Но если читатель найдет в себе силы выйти из-под этого мощного воздействия и сменить оптику, то первой же его мыслью будет: а Рита-то как? Что чувствует женщина после того как мужчина, с которым она прожила вместе годы, о котором заботилась, считая близким человеком, — вдруг, без объяснения причин, решил, что она ему чужая?
Это то самое, что ни на одну минуту не приходит ни в голову, ни в сердце упоенного собственными переживаниями и поиском смысла жизни (своей жизни) Кривцова.
Это не приходит в голову и талантливому Сане — ему удобно считать, что Маша, с которой он совокупляется с омерзительной грубостью, так же, как и он, не испытывает при этом никаких чувств.
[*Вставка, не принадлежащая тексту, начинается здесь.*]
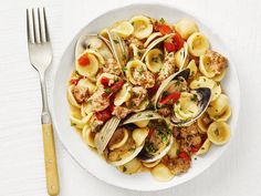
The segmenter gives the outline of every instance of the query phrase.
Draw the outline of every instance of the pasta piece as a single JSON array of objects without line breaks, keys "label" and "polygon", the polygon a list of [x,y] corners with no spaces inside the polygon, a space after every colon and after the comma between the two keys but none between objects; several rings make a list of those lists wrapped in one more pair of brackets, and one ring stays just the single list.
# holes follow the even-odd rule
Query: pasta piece
[{"label": "pasta piece", "polygon": [[130,23],[134,25],[134,35],[139,40],[148,38],[153,32],[153,24],[147,17],[133,17]]},{"label": "pasta piece", "polygon": [[178,151],[179,151],[179,144],[177,143],[177,141],[175,140],[169,152],[168,152],[168,156],[170,158],[176,158],[178,156]]},{"label": "pasta piece", "polygon": [[206,134],[210,123],[212,123],[212,120],[209,117],[208,113],[205,112],[197,121],[199,132]]},{"label": "pasta piece", "polygon": [[148,70],[157,73],[163,68],[163,52],[159,49],[150,50],[145,58]]},{"label": "pasta piece", "polygon": [[95,147],[95,143],[94,143],[95,133],[92,132],[88,125],[85,125],[83,127],[82,137],[85,144],[87,144],[91,147]]},{"label": "pasta piece", "polygon": [[112,29],[112,32],[117,33],[122,38],[127,38],[134,32],[134,27],[128,21],[116,22]]},{"label": "pasta piece", "polygon": [[[85,59],[85,60],[83,60]],[[86,61],[86,64],[82,65],[81,61]],[[76,71],[84,76],[93,78],[98,71],[98,60],[92,53],[83,53],[75,61]]]},{"label": "pasta piece", "polygon": [[126,65],[126,76],[127,79],[129,80],[129,82],[132,82],[132,84],[136,85],[137,84],[137,81],[134,79],[134,72],[137,71],[137,72],[143,72],[143,71],[146,71],[147,70],[147,66],[146,64],[144,64],[142,61],[139,60],[133,60],[133,61],[129,61]]},{"label": "pasta piece", "polygon": [[192,33],[198,32],[197,23],[191,20],[184,18],[175,24],[175,30],[181,35],[182,39],[187,40]]},{"label": "pasta piece", "polygon": [[158,165],[160,163],[161,159],[157,159],[155,162],[143,162],[143,165],[147,168],[152,168],[155,167],[156,165]]},{"label": "pasta piece", "polygon": [[96,91],[96,85],[93,84],[88,79],[81,79],[77,82],[77,86],[86,87],[91,94],[93,94]]},{"label": "pasta piece", "polygon": [[72,90],[73,90],[74,85],[70,85],[67,87],[67,101],[71,105],[81,109],[81,105],[76,102],[75,97],[73,96]]},{"label": "pasta piece", "polygon": [[122,140],[108,146],[111,151],[122,147],[128,140],[128,131],[126,128],[121,128],[121,130],[117,130],[116,132],[122,132],[123,136],[122,136]]},{"label": "pasta piece", "polygon": [[197,74],[198,68],[197,68],[197,64],[196,64],[195,60],[191,60],[188,63],[188,69],[190,70],[190,76],[195,76]]},{"label": "pasta piece", "polygon": [[147,48],[149,43],[152,43],[156,38],[161,37],[163,34],[160,32],[154,32],[152,33],[147,40],[144,43],[144,48]]},{"label": "pasta piece", "polygon": [[117,168],[125,174],[134,174],[134,173],[137,173],[140,167],[142,167],[140,161],[138,161],[137,158],[134,158],[130,162],[122,166],[118,166]]},{"label": "pasta piece", "polygon": [[175,53],[174,59],[175,59],[175,64],[177,65],[177,68],[179,68],[179,70],[182,70],[184,68],[187,66],[189,56],[188,56],[188,44],[186,42],[184,43],[184,48],[181,48]]},{"label": "pasta piece", "polygon": [[158,164],[152,169],[152,175],[159,182],[168,182],[174,177],[174,174],[164,164]]},{"label": "pasta piece", "polygon": [[144,143],[145,138],[148,135],[148,132],[149,130],[147,127],[135,128],[133,131],[133,140],[135,141],[137,146],[140,146]]},{"label": "pasta piece", "polygon": [[144,120],[144,121],[135,122],[134,124],[136,124],[140,128],[144,128],[148,125],[148,123],[149,123],[149,120]]},{"label": "pasta piece", "polygon": [[128,83],[125,83],[121,91],[116,93],[114,99],[114,105],[119,106],[123,103],[127,102],[132,96],[132,86]]},{"label": "pasta piece", "polygon": [[83,128],[84,127],[84,125],[86,125],[86,123],[91,120],[91,117],[93,116],[93,113],[90,113],[90,114],[87,114],[85,117],[83,117],[83,118],[76,118],[76,117],[74,117],[73,115],[71,115],[70,116],[70,120],[71,120],[71,123],[73,124],[73,125],[75,125],[76,127],[79,127],[79,128]]},{"label": "pasta piece", "polygon": [[207,138],[201,145],[201,147],[198,149],[196,155],[205,155],[209,151],[210,147],[211,147],[211,142]]},{"label": "pasta piece", "polygon": [[213,80],[208,79],[206,76],[199,76],[198,79],[194,80],[190,85],[190,89],[198,89],[198,87],[209,87],[211,90],[211,102],[217,100],[218,96],[221,94],[221,86],[217,84]]},{"label": "pasta piece", "polygon": [[194,99],[194,94],[191,93],[181,93],[179,97],[179,102],[175,103],[175,114],[179,120],[188,120],[197,116],[199,109]]},{"label": "pasta piece", "polygon": [[216,101],[210,103],[207,112],[213,121],[227,121],[231,115],[228,96],[220,94]]},{"label": "pasta piece", "polygon": [[216,145],[223,145],[230,138],[230,128],[225,122],[211,123],[207,133],[209,141]]},{"label": "pasta piece", "polygon": [[203,55],[209,49],[208,39],[200,32],[196,32],[188,38],[188,51],[194,56]]}]

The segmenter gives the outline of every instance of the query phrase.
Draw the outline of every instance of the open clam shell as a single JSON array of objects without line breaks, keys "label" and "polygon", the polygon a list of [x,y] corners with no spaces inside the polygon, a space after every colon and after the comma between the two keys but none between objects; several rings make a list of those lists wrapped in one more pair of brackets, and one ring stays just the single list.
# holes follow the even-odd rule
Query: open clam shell
[{"label": "open clam shell", "polygon": [[117,60],[118,64],[122,68],[124,68],[124,65],[129,59],[128,48],[126,43],[124,42],[124,40],[117,33],[107,30],[107,34],[108,34],[109,43],[112,45],[113,54],[115,59]]},{"label": "open clam shell", "polygon": [[178,126],[187,126],[190,125],[192,122],[198,120],[207,110],[210,99],[211,99],[211,91],[209,87],[199,87],[194,90],[195,93],[197,94],[198,100],[198,113],[195,117],[189,118],[189,120],[179,120],[176,117],[175,113],[171,115],[170,121],[173,124],[178,125]]},{"label": "open clam shell", "polygon": [[75,58],[82,54],[86,49],[97,51],[105,60],[113,58],[109,41],[102,35],[85,34],[80,37],[75,47]]},{"label": "open clam shell", "polygon": [[136,123],[140,121],[147,121],[147,120],[158,120],[163,118],[158,113],[154,111],[144,111],[140,113],[135,113],[132,116],[129,116],[127,120],[125,120],[122,125]]},{"label": "open clam shell", "polygon": [[166,80],[163,81],[163,83],[160,84],[160,86],[158,87],[158,91],[156,93],[156,96],[155,96],[155,102],[154,102],[154,106],[155,109],[158,109],[158,100],[160,97],[160,95],[163,94],[164,90],[166,90],[166,87],[168,87],[169,83],[171,81],[175,81],[175,80],[178,80],[179,78],[182,78],[184,80],[188,80],[189,78],[189,73],[190,73],[190,70],[189,69],[185,69],[180,72],[177,72],[173,75],[170,75],[169,78],[167,78]]},{"label": "open clam shell", "polygon": [[[137,157],[145,162],[152,163],[164,157],[170,149],[174,137],[171,132],[169,132],[169,125],[164,118],[153,120],[154,123],[150,124],[150,135],[145,140],[145,144]],[[156,121],[156,124],[155,124]],[[152,128],[154,131],[152,132]]]},{"label": "open clam shell", "polygon": [[102,154],[106,148],[119,122],[121,120],[118,117],[112,117],[103,125],[102,130],[95,135],[94,143],[100,154]]},{"label": "open clam shell", "polygon": [[147,55],[147,53],[153,49],[155,48],[157,44],[159,44],[160,42],[163,42],[164,40],[173,37],[175,33],[170,33],[170,34],[166,34],[164,37],[160,37],[156,40],[154,40],[146,49],[146,51],[144,52],[143,56],[142,56],[142,61],[144,61],[145,56]]},{"label": "open clam shell", "polygon": [[[156,99],[155,99],[155,109],[159,109],[160,104],[158,103],[160,97],[163,96],[163,93],[169,89],[169,86],[171,85],[173,81],[175,80],[180,80],[180,78],[182,78],[182,80],[188,80],[190,74],[190,70],[189,69],[185,69],[180,72],[177,72],[173,75],[170,75],[168,79],[166,79],[161,85],[159,86],[157,93],[156,93]],[[188,90],[189,91],[189,90]],[[187,126],[189,124],[191,124],[192,122],[195,122],[197,118],[199,118],[202,113],[207,110],[209,102],[211,100],[211,91],[209,87],[199,87],[199,89],[195,89],[191,91],[192,94],[195,94],[197,96],[197,113],[195,116],[192,117],[188,117],[188,118],[182,118],[180,120],[180,117],[177,117],[176,114],[176,110],[173,109],[173,114],[170,116],[170,122],[174,125],[177,126]],[[175,104],[173,105],[173,107],[175,107]]]}]

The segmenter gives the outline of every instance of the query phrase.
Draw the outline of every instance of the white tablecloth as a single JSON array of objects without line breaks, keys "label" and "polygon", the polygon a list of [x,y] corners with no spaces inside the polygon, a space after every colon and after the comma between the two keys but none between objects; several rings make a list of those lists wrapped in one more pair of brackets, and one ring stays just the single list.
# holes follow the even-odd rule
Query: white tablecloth
[{"label": "white tablecloth", "polygon": [[[105,10],[137,0],[1,0],[0,195],[45,196],[36,72],[28,60],[25,8],[45,6],[54,49],[53,69],[74,34]],[[145,2],[145,1],[143,1]],[[164,2],[161,0],[161,2]],[[223,156],[195,179],[157,193],[121,189],[83,171],[56,138],[61,196],[260,196],[261,195],[261,1],[166,1],[188,10],[230,45],[241,84],[237,134]]]}]

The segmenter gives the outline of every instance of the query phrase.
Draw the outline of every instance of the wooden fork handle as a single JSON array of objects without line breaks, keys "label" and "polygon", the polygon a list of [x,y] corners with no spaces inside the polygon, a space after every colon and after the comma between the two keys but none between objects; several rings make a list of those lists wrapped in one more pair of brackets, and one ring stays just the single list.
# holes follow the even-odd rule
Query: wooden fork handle
[{"label": "wooden fork handle", "polygon": [[42,131],[48,194],[56,196],[60,185],[52,124],[42,124]]}]

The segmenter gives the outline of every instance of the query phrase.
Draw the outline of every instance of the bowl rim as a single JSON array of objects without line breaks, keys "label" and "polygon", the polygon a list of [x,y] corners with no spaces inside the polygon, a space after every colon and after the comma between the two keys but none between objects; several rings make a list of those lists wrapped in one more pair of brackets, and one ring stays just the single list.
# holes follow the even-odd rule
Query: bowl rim
[{"label": "bowl rim", "polygon": [[196,173],[195,175],[192,175],[190,178],[186,179],[186,180],[180,180],[179,183],[176,183],[176,184],[173,184],[173,185],[169,185],[169,186],[164,186],[164,187],[159,187],[159,188],[144,188],[144,189],[137,189],[137,188],[133,188],[133,187],[127,187],[127,186],[122,186],[122,185],[116,185],[114,183],[111,183],[111,182],[107,182],[107,180],[104,180],[103,178],[94,175],[92,172],[90,172],[86,167],[84,167],[83,164],[81,164],[79,162],[79,159],[76,158],[76,156],[74,155],[74,153],[67,147],[69,145],[66,145],[66,142],[63,140],[63,137],[61,136],[61,132],[59,132],[58,130],[58,125],[56,125],[56,118],[55,118],[55,115],[52,115],[52,118],[53,118],[53,126],[54,126],[54,132],[56,133],[59,140],[61,141],[61,144],[62,146],[64,147],[64,149],[69,153],[69,155],[75,161],[75,163],[81,167],[83,168],[85,172],[87,172],[88,174],[91,174],[92,176],[94,176],[95,178],[108,184],[108,185],[113,185],[115,187],[121,187],[121,188],[124,188],[124,189],[130,189],[130,190],[139,190],[139,192],[156,192],[156,190],[164,190],[164,189],[168,189],[168,188],[174,188],[178,185],[181,185],[181,184],[186,184],[188,183],[189,180],[191,179],[195,179],[196,177],[198,177],[200,174],[202,174],[203,172],[206,172],[207,169],[209,169],[215,163],[217,163],[217,161],[223,155],[223,153],[228,149],[228,147],[231,145],[233,138],[234,138],[234,135],[237,133],[237,130],[238,130],[238,120],[239,120],[239,115],[240,115],[240,111],[241,111],[241,92],[240,92],[240,80],[239,80],[239,75],[238,75],[238,71],[237,71],[237,66],[234,65],[234,61],[233,61],[233,55],[232,53],[230,52],[229,48],[227,47],[226,42],[223,41],[222,38],[220,38],[215,29],[215,27],[211,27],[209,28],[208,25],[208,22],[206,22],[202,18],[199,18],[199,17],[195,17],[194,12],[192,11],[189,11],[187,10],[186,8],[181,8],[179,6],[174,6],[173,3],[168,3],[168,2],[135,2],[135,3],[125,3],[123,6],[118,6],[118,7],[114,7],[113,9],[105,9],[104,11],[102,11],[101,13],[98,13],[96,17],[92,18],[86,24],[84,24],[82,28],[77,29],[77,31],[75,31],[76,33],[72,37],[72,39],[66,42],[64,44],[64,49],[63,49],[63,52],[61,53],[60,55],[60,60],[58,62],[58,64],[55,66],[53,66],[53,73],[54,73],[54,80],[51,84],[51,96],[50,96],[50,111],[52,114],[54,114],[54,91],[55,91],[55,79],[56,79],[56,75],[59,74],[58,71],[59,71],[59,68],[62,63],[62,60],[66,53],[66,50],[67,48],[72,44],[72,40],[74,40],[75,38],[77,38],[83,31],[84,29],[91,24],[93,21],[111,13],[111,12],[115,12],[117,10],[122,10],[122,9],[127,9],[129,7],[137,7],[137,6],[142,6],[142,7],[146,7],[146,6],[154,6],[154,7],[161,7],[161,8],[168,8],[168,9],[176,9],[176,10],[179,10],[184,13],[186,13],[188,17],[192,17],[194,19],[200,21],[200,23],[202,23],[205,25],[205,28],[207,28],[212,34],[215,34],[215,37],[218,38],[218,40],[222,43],[222,48],[226,49],[226,54],[227,56],[229,56],[229,62],[230,64],[233,64],[232,68],[233,68],[233,72],[234,72],[234,76],[236,76],[236,82],[238,83],[238,85],[236,86],[237,87],[237,92],[238,92],[238,111],[236,111],[237,113],[234,114],[233,113],[233,121],[234,121],[234,127],[233,127],[233,135],[232,137],[230,138],[229,143],[226,144],[226,147],[223,147],[222,149],[219,149],[221,151],[219,155],[217,155],[211,163],[209,163],[209,165],[205,168],[202,168],[200,172]]}]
Мысли о чувствах находящихся рядом людей не приходят, собственно, в голову и Маше. В этом смысле она и Саня, столь разные во всем, — похожи до неразличения. Человечество в несовершенстве своем не признало гениальность твоих картин? Значит, можно превратиться в скота и жить по-скотски. Жалкие людишки не хотят слушать терменвокс, на котором ты так прекрасно играешь? Значит, можно нырнуть в алкогольную нирвану и за еду и крышу над головой совокупляться с подонком, к которому не испытываешь даже физического влечения.
Эгоизм такого масштаба естествен в подростке, который познает себя в сложном и непонятном мире. И то окружающие (не все, а только близкие) готовы терпеть и извинять этот эгоизм до поры до времени. От взрослого человека ожидают, что он не будет ломать чужие жизни в угоду собственным смутным стремлениям. Ожидают того, что называется самостояньем. Ожидают способности встречать вызовы жизни, главный из которых — рутина. Человечество давно уже наработало немалый опыт в ее преодолении.
А герои книги Алексея Волкова такого опыта не имеют. И если в романе «Бывшие» они лишь разрушают вследствие этого чужие жизни вместе с собственными, то в повести «Встречи и прощания» жизнь наконец-то наносит ответный удар: Кривцов получает возможность на себе испытать, каково это, столкнуться с человеком, который не способен на эмпатию и занят только собой.
Трудно сказать, эта ли мысль ощущалась самим автором как главная. Но художественная сила, заложенная в его прозе, создавшая живые, ускользающие от однозначного определения образы, — вывела на поверхность именно ее. Не как прописную мораль, а как правду искусства.